As Africans, we seem to have unashamedly developed a culture of low expectations, even when the logical thing to do is to have higher expectations. For Africa to move forward, we need to reframe and rethink what we expect from ourselves, including those who represent us at home and abroad.
A culture of high expectations and achievement should permeate all levels of life, from village councils up to the higher echelons of government and leadership.
For as long as we the citizens believe that it is fine to have mediocre and non-performing leaders on the basis of flimsy explanations, we will remain countries of non-achievement.
We will simply be perpetuating a culture of mediocrity. For as long as Africans believe that people have done well, while by any objective and reasonable criteria they haven’t done so, Africa is unlikely to become a continent of major achievements.
The bases for a culture of achievement are there in some instances, so what is needed is the political will to carry such a culture forward. The case of South Africa hosting a world-class Fifa World Cup is more than revealing.

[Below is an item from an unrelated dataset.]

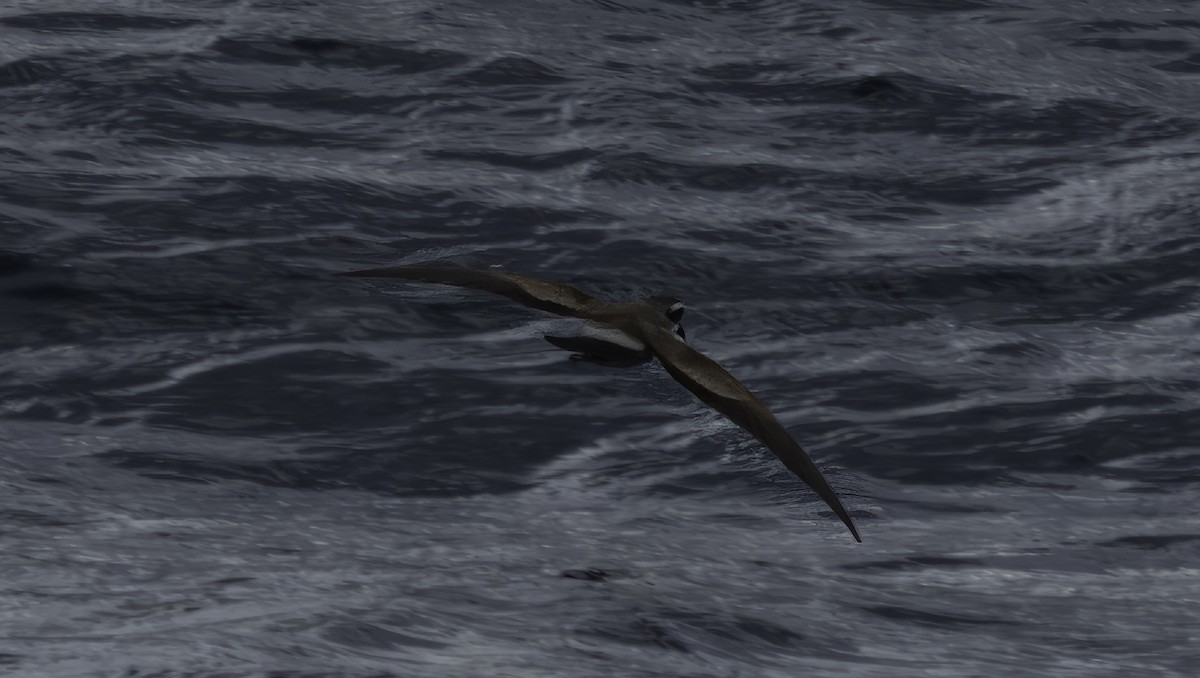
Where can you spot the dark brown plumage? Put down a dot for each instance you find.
(649, 322)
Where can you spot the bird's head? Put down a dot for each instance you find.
(672, 310)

The challenge is not to say that we should seek excellence when Fifa is involved, but importantly it means that every service that the South African government offers to its citizens must be of world-class standards.
If we see it as important to protect and serve thousands of World Cup visitors, using all the sophisticated means, such measures must also apply to the safety of ordinary South Africans well after the World Cup.
The lives of ordinary South Africans are not less important than those of visitors. It is such demands that ordinary Africans must place before their governments.
Second, Africans must deconstruct the culture and mentality of the victim. It is true that colonialism destroyed many of our bases and reconfigured our reflexes.
But it is less than helpful to think that when Europe fails, Africa has done well.
To think of European failures as African successes is less than helpful, notably when these are not punctuated by any objective and identifiable African successes.
Similarly, it is less than helpful to think that a global economic shift to the East translates into African successes.
It is at best stupid! We should set high and ambitious expectations, irrespective of what happens in other parts of the world. It starts with identifying failures and calling them as such.

* Alfredo Tjiurimo Hengari is a PhD fellow in political science at the University of Paris- Panthéon Sorbonne, France.